My view of the trees is sweet and branches are a first marker of the seasons. But to have a view of water is a dream! A pond or a river or best yet, the sea. Always, at least – the sky. This is a requirement for any other real estate I ever move into. Plenty of windows. Quaint trullis and European cave houses so common in the hot regions of Italy, Spain, Portugal – with rooms with thick windowless walls like a tomb – do not tempt me. My happiness directly relates to being able to feel the strongest pulse of nature involving as many of my senses as possible. While my first choice is always to be able to step right outside, a window I can open is the next best thing.
The first thing I do when I go downstairs in the morning, if it’s warm enough, is open the windows and the front door. In winter, I pull back the heavy curtains to let the light in. Always, I try and shrink the space between me and the natural world even if it means throwing another sweater or blanket on.
My front porch gets a lot of use. Whenever I can, I like to sit out on the old glider to feel the air while I eat and drink. I like to read out there and take at least one nap each summer. The clothesline runs from the porch to the crabapple tree trunk and I hang my laundry until it freezes. The porch is where I welcome visitors and watch the birds and the neighbors go by. And when it rains or the mosquitos get bad, the sweet breezeway area off the kitchen is perfect. In the winter it becomes a quick pass through area to pull off boots and for over-wintering plants. There are plenty windows.
While washing dishes, there’s an unexciting view of the garage but crane your head a little and look to the right to glimpse the great old oak tree. Raptors like to hang out there to watch for prey and when the leaves fall, there’s an easy view of them. I always plant my window boxes and they’re easy to water through the screens using the sink spray hose.

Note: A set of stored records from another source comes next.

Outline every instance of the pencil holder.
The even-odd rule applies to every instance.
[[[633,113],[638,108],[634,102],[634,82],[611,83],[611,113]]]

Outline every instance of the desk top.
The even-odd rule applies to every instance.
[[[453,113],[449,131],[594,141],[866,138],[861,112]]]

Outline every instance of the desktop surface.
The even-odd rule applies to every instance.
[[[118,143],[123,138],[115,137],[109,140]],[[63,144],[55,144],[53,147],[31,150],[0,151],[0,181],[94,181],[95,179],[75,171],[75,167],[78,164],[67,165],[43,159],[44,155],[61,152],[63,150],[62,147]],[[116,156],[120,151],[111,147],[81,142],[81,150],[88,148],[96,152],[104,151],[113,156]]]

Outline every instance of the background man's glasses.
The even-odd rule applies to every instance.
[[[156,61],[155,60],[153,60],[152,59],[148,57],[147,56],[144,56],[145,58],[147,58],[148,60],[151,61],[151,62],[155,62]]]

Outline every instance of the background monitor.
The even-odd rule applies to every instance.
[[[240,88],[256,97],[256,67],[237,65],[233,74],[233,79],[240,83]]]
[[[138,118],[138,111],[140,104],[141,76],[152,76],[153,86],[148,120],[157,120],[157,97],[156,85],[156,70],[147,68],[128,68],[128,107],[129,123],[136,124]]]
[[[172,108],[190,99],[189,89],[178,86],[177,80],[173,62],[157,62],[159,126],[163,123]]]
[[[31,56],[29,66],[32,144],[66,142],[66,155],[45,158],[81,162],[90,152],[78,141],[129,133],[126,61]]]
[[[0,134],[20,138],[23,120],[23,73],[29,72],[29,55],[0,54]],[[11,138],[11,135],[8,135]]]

Of course windows are also for looking in. When I’ve traveled alone in the past and been homesick and during unhappy times in my own home, I peered at and in (from a distance!) the windows of strangers, sure their lives were better than mine. As the day disappears and windows begin to glow, it’s easy to imagine the happy cozy lives within. And yet – I know that’s not always true. While the total number of happy days lived in this house now outnumber the troubled ones, there were tough times that the luminosity of these windows did not reveal. But now, in this home, what you see from outside is a life of serenity, sweetness and joy. With the approach of winter, my windows may darken at night but the warmth and love inside is bright and true – if a little drafty.
True answers only: How often do you wash your windows?